Wednesday, November 23, 2016

Iconic aircraft at nuclear museum restored by Sandia volunteers

Thanks to an ongoing collaboration with researchers at Sandia, historical aircraft at the National Museum of Nuclear Science & History including the B-29 bomber and the B-52B Stratofortress have recently been restored with innovative solar lighting systems, illuminating the iconic aircraft at night.

“The solar lighting really adds to the experience for our visitors,” says Jerry Hanks, restoration coordinator at the museum’s Heritage Park. “Our goals are to preserve history and for our visitors to have a great experience. Our huge partnership with Sandia has made this restoration happen.”

Sandia researcher Alfred Lorber (5531) has spent hundreds of hours coordinating the solar engineering project that began two years ago. Alfred says, “Our goal has been to make the aircraft displays more dynamic and as realistic as possible. What we all have in common here is a love of airplanes and a belief that the history must be preserved.”
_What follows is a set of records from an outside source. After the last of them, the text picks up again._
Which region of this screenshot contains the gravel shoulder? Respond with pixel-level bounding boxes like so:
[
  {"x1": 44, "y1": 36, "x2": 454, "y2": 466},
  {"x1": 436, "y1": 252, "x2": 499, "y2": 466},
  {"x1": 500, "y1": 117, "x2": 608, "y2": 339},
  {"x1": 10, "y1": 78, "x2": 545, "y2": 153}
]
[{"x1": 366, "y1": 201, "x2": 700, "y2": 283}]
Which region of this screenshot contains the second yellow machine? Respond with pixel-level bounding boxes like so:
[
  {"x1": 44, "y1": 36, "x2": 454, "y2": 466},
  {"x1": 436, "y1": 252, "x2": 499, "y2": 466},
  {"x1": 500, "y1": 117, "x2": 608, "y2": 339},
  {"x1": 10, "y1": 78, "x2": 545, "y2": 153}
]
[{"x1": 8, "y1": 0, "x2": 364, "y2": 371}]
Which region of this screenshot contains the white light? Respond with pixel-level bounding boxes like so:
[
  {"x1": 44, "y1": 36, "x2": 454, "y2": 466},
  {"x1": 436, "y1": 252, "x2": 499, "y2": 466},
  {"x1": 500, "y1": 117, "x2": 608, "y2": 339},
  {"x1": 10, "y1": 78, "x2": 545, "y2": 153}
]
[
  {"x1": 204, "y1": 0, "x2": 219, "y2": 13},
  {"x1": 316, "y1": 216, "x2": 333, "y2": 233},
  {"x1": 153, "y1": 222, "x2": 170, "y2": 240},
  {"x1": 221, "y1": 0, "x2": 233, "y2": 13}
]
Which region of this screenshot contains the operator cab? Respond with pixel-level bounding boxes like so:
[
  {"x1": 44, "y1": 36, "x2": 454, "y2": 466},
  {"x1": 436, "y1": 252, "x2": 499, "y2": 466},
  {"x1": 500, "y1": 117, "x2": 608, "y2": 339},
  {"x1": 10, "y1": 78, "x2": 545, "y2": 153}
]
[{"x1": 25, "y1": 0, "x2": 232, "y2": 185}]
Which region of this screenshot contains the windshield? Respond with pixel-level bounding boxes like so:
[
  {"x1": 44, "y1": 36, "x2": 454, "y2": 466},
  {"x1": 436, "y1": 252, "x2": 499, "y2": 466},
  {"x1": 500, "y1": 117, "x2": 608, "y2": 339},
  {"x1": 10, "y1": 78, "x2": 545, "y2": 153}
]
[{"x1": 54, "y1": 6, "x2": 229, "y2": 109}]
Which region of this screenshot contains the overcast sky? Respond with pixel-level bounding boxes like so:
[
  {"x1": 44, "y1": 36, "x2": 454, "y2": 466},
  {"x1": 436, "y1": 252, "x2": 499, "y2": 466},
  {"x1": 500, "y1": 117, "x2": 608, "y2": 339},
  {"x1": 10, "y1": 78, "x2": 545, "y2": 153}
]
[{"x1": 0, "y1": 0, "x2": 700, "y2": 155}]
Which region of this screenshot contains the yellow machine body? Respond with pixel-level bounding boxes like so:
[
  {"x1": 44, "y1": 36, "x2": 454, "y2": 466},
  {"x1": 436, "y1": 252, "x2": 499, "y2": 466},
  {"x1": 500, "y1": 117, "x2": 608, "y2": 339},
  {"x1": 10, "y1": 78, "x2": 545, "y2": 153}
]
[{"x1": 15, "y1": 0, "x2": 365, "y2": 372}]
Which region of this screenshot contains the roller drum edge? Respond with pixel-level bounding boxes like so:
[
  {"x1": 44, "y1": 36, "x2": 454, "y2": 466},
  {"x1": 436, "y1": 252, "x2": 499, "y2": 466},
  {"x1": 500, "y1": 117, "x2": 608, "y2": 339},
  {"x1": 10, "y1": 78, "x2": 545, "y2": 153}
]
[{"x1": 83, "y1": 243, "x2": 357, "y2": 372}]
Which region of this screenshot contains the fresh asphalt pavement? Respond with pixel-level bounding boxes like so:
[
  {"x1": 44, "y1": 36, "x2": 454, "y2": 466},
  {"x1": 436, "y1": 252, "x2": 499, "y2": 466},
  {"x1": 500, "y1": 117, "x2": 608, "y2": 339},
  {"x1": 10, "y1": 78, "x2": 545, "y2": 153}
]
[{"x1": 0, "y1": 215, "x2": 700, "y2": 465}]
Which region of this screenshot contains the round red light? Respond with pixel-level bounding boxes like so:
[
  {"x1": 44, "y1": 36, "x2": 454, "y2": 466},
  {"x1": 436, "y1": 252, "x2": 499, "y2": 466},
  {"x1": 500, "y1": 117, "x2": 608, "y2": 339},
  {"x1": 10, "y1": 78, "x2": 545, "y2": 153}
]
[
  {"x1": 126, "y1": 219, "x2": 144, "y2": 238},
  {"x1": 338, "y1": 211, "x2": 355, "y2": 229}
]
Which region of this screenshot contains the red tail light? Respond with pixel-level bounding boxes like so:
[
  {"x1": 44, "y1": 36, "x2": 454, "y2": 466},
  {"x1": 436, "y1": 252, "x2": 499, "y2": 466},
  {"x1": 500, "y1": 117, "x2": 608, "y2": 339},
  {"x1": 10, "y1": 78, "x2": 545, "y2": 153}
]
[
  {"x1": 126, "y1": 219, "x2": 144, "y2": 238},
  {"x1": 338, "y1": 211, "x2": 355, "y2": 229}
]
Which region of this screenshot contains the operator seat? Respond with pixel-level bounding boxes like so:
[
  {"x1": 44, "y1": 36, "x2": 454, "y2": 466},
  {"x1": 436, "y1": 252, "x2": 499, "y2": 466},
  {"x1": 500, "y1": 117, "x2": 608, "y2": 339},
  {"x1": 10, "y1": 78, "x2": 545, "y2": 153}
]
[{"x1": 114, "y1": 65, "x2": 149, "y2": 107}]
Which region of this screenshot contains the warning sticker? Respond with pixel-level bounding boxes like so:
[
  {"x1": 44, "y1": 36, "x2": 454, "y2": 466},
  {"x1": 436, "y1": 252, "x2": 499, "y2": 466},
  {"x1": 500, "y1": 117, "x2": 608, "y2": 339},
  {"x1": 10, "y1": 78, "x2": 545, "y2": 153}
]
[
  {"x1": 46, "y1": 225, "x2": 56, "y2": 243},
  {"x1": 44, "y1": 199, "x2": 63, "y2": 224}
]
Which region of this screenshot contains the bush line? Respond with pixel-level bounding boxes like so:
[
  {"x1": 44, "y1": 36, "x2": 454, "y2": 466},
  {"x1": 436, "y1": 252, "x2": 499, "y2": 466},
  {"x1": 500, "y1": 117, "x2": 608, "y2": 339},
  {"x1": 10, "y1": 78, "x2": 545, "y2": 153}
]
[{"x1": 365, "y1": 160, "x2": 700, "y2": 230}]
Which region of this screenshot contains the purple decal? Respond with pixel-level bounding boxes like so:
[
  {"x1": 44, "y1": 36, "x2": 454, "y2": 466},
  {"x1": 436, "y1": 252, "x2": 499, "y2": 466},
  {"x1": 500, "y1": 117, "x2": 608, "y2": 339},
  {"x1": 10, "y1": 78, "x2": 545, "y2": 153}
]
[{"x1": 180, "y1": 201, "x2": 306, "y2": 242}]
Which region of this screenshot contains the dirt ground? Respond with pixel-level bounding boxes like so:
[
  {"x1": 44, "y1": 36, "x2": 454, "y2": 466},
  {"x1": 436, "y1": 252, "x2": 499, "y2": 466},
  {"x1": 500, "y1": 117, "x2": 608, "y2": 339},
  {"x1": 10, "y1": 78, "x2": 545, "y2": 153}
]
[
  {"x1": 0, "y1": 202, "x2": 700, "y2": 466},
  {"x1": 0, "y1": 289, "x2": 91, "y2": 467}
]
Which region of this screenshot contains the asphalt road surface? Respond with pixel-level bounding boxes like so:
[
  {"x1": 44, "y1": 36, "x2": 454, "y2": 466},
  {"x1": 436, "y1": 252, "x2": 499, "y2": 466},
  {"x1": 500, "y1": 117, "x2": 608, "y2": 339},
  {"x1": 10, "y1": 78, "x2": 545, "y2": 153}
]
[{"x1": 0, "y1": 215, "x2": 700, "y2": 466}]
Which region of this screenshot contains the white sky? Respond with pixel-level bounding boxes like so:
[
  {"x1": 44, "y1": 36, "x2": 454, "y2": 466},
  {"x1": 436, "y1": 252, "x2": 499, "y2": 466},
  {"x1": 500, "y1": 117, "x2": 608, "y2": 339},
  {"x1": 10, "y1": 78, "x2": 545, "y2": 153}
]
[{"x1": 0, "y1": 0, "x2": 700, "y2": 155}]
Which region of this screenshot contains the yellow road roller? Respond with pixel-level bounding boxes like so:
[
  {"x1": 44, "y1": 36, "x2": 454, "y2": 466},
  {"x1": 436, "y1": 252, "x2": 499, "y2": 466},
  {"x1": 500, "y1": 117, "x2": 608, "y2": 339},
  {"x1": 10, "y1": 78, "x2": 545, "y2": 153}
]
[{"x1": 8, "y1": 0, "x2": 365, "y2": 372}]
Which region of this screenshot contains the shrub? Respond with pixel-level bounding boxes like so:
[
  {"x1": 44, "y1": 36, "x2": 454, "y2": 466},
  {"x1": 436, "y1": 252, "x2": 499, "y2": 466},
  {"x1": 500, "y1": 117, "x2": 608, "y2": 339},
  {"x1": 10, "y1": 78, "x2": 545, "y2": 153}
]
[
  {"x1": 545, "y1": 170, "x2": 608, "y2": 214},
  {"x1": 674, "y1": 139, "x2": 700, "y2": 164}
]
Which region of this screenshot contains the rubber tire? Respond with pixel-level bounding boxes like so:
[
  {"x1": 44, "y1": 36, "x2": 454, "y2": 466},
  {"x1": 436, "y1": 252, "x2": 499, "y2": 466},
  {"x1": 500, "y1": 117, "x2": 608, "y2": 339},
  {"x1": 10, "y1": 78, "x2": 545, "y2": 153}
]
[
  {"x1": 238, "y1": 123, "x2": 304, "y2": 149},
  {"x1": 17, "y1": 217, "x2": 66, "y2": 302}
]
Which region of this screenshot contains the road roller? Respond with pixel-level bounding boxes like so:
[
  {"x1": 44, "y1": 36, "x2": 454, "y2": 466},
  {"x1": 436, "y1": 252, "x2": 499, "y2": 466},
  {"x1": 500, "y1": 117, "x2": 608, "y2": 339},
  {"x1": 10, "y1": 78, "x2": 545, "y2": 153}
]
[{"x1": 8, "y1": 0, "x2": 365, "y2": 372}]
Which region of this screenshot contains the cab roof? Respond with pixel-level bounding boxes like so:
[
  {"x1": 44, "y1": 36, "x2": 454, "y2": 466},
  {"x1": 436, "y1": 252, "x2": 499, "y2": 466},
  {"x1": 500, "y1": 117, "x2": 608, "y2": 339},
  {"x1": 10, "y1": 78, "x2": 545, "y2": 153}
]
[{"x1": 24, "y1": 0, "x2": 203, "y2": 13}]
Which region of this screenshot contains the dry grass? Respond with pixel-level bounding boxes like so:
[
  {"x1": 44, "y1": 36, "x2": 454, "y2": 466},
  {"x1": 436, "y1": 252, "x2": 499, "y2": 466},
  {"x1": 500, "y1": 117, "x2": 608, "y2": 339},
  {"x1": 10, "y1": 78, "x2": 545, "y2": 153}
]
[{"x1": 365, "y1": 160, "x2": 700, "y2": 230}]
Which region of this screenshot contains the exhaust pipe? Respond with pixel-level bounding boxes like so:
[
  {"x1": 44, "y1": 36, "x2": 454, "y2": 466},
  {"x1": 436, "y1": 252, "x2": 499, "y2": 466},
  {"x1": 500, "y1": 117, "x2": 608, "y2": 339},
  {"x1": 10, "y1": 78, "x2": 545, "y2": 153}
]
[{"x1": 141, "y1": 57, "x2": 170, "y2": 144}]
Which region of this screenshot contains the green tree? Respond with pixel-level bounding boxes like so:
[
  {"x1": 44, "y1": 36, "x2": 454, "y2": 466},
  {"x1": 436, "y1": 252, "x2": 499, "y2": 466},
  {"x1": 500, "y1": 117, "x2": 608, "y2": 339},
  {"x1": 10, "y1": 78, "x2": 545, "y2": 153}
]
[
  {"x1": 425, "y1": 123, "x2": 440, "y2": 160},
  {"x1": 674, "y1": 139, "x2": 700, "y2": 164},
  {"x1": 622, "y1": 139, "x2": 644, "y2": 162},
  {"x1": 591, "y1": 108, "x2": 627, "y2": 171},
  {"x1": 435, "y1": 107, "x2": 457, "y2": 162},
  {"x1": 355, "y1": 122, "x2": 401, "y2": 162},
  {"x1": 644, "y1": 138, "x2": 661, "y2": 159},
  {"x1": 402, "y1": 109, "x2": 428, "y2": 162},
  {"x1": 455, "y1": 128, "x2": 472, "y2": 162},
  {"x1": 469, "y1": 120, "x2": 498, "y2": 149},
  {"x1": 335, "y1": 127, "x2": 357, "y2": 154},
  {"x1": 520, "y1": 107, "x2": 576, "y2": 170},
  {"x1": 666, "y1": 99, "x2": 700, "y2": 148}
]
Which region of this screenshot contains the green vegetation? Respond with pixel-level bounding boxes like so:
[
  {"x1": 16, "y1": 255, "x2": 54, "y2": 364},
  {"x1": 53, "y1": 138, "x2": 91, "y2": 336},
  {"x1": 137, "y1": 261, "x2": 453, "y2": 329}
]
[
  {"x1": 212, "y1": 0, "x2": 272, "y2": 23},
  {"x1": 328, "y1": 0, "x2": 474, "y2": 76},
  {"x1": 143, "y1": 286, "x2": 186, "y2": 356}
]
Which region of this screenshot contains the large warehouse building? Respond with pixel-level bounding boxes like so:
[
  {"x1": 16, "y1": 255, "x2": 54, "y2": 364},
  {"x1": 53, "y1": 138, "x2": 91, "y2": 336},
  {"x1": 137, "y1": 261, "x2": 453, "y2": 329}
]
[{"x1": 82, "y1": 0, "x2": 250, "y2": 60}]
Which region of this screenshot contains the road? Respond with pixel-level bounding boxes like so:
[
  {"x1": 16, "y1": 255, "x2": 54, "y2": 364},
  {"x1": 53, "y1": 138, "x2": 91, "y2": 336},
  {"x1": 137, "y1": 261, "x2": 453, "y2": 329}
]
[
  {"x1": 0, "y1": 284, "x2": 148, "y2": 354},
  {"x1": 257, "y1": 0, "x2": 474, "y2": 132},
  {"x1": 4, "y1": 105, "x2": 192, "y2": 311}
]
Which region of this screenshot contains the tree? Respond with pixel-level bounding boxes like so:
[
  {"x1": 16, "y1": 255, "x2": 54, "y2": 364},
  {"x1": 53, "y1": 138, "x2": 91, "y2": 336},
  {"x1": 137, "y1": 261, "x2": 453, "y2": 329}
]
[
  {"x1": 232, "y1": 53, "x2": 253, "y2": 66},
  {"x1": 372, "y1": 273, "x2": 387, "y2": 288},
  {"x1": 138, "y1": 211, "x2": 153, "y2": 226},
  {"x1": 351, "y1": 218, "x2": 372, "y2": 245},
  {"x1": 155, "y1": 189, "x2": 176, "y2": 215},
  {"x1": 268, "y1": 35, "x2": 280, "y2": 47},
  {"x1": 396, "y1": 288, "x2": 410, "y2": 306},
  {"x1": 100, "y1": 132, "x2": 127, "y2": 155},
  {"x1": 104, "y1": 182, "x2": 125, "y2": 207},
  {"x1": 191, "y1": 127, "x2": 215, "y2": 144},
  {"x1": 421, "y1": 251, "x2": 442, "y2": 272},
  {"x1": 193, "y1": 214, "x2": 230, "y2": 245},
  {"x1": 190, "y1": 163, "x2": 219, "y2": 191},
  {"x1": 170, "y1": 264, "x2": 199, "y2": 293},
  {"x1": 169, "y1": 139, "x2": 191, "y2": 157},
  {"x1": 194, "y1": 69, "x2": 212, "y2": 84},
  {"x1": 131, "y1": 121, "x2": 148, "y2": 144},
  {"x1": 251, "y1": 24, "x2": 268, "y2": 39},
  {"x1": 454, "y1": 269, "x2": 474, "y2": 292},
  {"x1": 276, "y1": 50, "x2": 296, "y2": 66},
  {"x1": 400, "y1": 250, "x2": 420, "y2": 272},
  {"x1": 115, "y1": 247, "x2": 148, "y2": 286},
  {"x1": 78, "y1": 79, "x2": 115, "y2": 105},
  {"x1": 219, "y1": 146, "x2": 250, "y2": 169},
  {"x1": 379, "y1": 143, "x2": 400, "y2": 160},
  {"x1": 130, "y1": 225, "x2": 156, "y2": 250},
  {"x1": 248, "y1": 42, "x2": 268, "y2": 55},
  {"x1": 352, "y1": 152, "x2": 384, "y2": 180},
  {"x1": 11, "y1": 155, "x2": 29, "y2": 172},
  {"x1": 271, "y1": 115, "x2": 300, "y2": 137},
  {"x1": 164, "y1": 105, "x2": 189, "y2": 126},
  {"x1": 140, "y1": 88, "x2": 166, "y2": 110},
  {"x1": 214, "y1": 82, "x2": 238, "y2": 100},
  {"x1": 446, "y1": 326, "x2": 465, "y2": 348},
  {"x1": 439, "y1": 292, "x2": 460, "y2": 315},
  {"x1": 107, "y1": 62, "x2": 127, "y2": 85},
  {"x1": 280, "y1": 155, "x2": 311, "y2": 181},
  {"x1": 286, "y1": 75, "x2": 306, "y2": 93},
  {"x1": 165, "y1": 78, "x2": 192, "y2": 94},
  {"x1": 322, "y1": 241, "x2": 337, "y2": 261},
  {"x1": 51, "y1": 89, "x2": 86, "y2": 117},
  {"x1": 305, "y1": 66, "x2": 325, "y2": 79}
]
Alfred and his 15-year-old daughter, Marlene, above, have volunteered hundreds of hours at the museum. (Photo courtesy of Alfred Lorber)

The sophisticated solar power system also saves the museum the expense of electricity bills to run the lights.

Sandia’s solar evaluation group led by Bruce King (6112) donated the solar panels, and has offered technical advice and support.

Bruce says the restoration project is rewarding. “I drive by the museum every day on my way into work. It is honestly a sense of pride for me to see the displays grow and develop,” he says.

The National Museum of Nuclear Science & History is the first museum in the country to install solar systems into aircraft, Jerry says. “Other museums are looking to us as an example. Working with Sandia volunteers, we are paving the way,” says Jerry.

Another big motivation for Sandia volunteers, Alfred says, is enthusing the next generation. “We want to inspire the kids. When you go out there and touch a B-29, it’s pretty amazing. It’s a lot better than just reading about one,” he says.

Alfred volunteers at the museum alongside his 15-year-old daughter, Marlene. “My daughter says she wants to go to the Air Force Academy. We share a love of aircraft. For the two of us, this has been the ultimate father-daughter experience.”